The song was lauded, as it would be. But the singer always knows.
Tyler weeps for many reasons, among them his own failure, a failure of the worst kind, a secret failure, as others insist that with his love song to Beth he broke through, he conquered, he found the treasure he’d been seeking.
“It’s okay,” Beth says again.
Tyler has not wiped that speck out of his eye. The petty distractions of the flesh …
From the living room: “Twenty, nineteen, eighteen …”
•
In the living room, a giddy nervousness. Where is everybody? It’s just Ping, Nina, and Foster.
Foster, eyes on his pocket watch, says, “Seventeen, sixteen …”
Where, he wonders, is Tyler?
Ping asks, silently,
Foster, is tonight the night?
Nina says, to herself,
I’m sorry, Stephen, I don’t know what I was thinking of, I’ll call you right after midnight.
“Fifteen, fourteen, thirteen …”
Andrew walks in, doing his shoulders-forward walk, that simian thing. Why is he still here? How can Liz stand it?
There’s no denying that he’s hot. He’s helpless, and she likes running the show. She’s finally freaking out about her age. He must have an amazing dick. It’s a maternal thing, she should have had a child. She’s decided one of these guys is just like any other, why keep switching around? He’s hot, very hot. He must bore her to death. Does she know she looks ridiculous with him? She must be getting tired. Maybe he’s different when they’re alone.
“Twelve, eleven, ten …”
Ping says, “Where’s Liz?”
“On her way,” Andrew answers.
Foster is ready, he’s not a young thing anymore, I’ve loved him for so long. Why did I say that to Stephen, I’ve got to learn control. Tyler, where are you? Why did I say that, not young anymore, where are you?
“Nine, eight, seven …”
•
In the bedroom, Liz says to Barrett, “We’re not happy, are we, about finding drugs in Tyler’s drawer.”
“No. We’re not.”
“You going to talk to him about it?”
“Yeah, I guess. I mean, I have to, right?”
“You’d be the one.” She huddles into herself, folds her arms over her chest.

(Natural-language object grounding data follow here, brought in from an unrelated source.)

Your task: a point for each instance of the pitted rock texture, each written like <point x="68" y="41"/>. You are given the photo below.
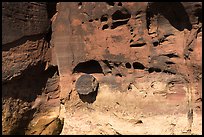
<point x="148" y="48"/>
<point x="86" y="84"/>
<point x="23" y="19"/>
<point x="146" y="57"/>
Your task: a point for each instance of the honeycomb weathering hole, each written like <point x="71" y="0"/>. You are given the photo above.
<point x="88" y="67"/>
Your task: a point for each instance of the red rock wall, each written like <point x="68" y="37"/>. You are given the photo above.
<point x="152" y="47"/>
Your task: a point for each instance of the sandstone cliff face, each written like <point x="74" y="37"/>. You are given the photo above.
<point x="29" y="81"/>
<point x="145" y="56"/>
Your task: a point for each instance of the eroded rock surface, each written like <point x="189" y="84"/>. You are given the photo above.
<point x="146" y="57"/>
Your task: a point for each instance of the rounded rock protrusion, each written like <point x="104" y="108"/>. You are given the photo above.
<point x="86" y="84"/>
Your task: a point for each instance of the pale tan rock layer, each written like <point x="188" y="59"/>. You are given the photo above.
<point x="146" y="57"/>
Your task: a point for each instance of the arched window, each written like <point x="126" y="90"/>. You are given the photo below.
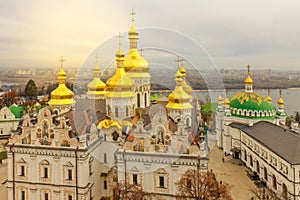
<point x="284" y="191"/>
<point x="105" y="158"/>
<point x="257" y="166"/>
<point x="145" y="99"/>
<point x="138" y="96"/>
<point x="274" y="182"/>
<point x="91" y="165"/>
<point x="116" y="112"/>
<point x="265" y="173"/>
<point x="187" y="122"/>
<point x="127" y="111"/>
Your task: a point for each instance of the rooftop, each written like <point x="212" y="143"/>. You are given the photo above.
<point x="284" y="143"/>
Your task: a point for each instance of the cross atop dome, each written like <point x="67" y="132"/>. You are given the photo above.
<point x="132" y="13"/>
<point x="119" y="39"/>
<point x="179" y="61"/>
<point x="248" y="82"/>
<point x="248" y="69"/>
<point x="141" y="50"/>
<point x="61" y="60"/>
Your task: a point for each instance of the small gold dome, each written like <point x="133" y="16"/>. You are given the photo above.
<point x="227" y="102"/>
<point x="182" y="71"/>
<point x="179" y="99"/>
<point x="120" y="85"/>
<point x="280" y="101"/>
<point x="96" y="86"/>
<point x="248" y="80"/>
<point x="220" y="98"/>
<point x="269" y="99"/>
<point x="135" y="63"/>
<point x="61" y="95"/>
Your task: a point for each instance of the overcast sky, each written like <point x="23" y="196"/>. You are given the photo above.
<point x="262" y="33"/>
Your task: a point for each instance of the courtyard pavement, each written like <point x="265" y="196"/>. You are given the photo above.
<point x="232" y="173"/>
<point x="229" y="172"/>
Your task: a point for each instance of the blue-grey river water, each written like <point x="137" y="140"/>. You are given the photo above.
<point x="291" y="97"/>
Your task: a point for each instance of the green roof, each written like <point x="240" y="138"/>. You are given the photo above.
<point x="16" y="110"/>
<point x="209" y="108"/>
<point x="250" y="101"/>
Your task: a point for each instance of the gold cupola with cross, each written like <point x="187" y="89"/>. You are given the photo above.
<point x="62" y="96"/>
<point x="134" y="63"/>
<point x="179" y="99"/>
<point x="96" y="87"/>
<point x="120" y="85"/>
<point x="186" y="87"/>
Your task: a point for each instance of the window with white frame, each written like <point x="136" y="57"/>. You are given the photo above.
<point x="45" y="169"/>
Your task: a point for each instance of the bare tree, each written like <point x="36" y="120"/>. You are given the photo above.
<point x="202" y="185"/>
<point x="265" y="194"/>
<point x="131" y="191"/>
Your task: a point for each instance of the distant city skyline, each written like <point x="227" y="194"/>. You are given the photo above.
<point x="263" y="34"/>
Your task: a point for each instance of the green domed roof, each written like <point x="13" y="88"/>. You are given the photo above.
<point x="250" y="101"/>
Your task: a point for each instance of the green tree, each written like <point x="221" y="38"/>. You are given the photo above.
<point x="31" y="90"/>
<point x="130" y="191"/>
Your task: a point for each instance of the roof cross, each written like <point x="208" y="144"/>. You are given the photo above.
<point x="141" y="50"/>
<point x="132" y="13"/>
<point x="248" y="69"/>
<point x="61" y="60"/>
<point x="179" y="60"/>
<point x="119" y="38"/>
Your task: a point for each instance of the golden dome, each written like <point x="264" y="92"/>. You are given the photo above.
<point x="134" y="63"/>
<point x="186" y="87"/>
<point x="227" y="102"/>
<point x="280" y="100"/>
<point x="179" y="99"/>
<point x="61" y="95"/>
<point x="96" y="86"/>
<point x="108" y="123"/>
<point x="248" y="80"/>
<point x="220" y="98"/>
<point x="269" y="99"/>
<point x="182" y="71"/>
<point x="120" y="85"/>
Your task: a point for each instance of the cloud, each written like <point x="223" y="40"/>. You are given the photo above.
<point x="232" y="31"/>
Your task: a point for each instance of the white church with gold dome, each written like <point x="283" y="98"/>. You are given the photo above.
<point x="249" y="127"/>
<point x="70" y="151"/>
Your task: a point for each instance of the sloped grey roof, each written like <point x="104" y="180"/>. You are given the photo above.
<point x="284" y="143"/>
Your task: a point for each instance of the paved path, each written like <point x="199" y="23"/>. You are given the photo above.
<point x="3" y="177"/>
<point x="232" y="173"/>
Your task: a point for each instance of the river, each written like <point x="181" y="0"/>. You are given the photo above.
<point x="290" y="96"/>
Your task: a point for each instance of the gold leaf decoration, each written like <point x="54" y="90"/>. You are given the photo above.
<point x="243" y="97"/>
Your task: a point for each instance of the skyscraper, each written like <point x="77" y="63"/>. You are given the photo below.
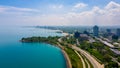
<point x="96" y="31"/>
<point x="118" y="32"/>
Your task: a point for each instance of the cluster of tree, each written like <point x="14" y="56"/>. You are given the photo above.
<point x="51" y="40"/>
<point x="100" y="51"/>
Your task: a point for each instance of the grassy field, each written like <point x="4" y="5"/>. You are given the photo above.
<point x="75" y="60"/>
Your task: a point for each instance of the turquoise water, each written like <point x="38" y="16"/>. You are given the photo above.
<point x="14" y="54"/>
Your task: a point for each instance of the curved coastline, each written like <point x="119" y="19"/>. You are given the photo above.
<point x="66" y="57"/>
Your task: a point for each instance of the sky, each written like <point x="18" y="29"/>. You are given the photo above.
<point x="60" y="12"/>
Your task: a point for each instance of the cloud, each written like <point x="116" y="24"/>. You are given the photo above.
<point x="16" y="9"/>
<point x="107" y="15"/>
<point x="56" y="6"/>
<point x="80" y="5"/>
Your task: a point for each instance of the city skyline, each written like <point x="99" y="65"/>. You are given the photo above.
<point x="59" y="12"/>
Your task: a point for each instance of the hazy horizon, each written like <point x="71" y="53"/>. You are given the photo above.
<point x="60" y="12"/>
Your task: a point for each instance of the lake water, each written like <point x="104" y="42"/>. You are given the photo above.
<point x="14" y="54"/>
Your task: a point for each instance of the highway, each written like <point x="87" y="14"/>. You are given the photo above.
<point x="89" y="57"/>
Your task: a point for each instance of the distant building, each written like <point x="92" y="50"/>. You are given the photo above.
<point x="96" y="31"/>
<point x="76" y="34"/>
<point x="118" y="32"/>
<point x="108" y="30"/>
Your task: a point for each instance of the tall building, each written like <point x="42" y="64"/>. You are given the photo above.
<point x="96" y="31"/>
<point x="118" y="32"/>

“We both saw a light,” Barrett says. “You and I.”
“An airplane. A little puff of cosmic gas.”
“I don’t think so.”
“What else could it have been?” she says.
“Six, five, four …”
“We should go in there,” she says.
“I know.”
They remain where they are.
“Three, two …”
Barrett gazes imploringly at Liz.
“One.”
•
Tyler and Beth kiss, ravenously. As they kiss, Tyler breathes into her and, at the same time, inhales her. They exchange some kind of potency, he can’t tell whether he’s kissing his own health into her or drawing her miraculously restored health into himself. It doesn’t matter. He decides it doesn’t matter. She’s molded to him, they’re here, it’s 2006.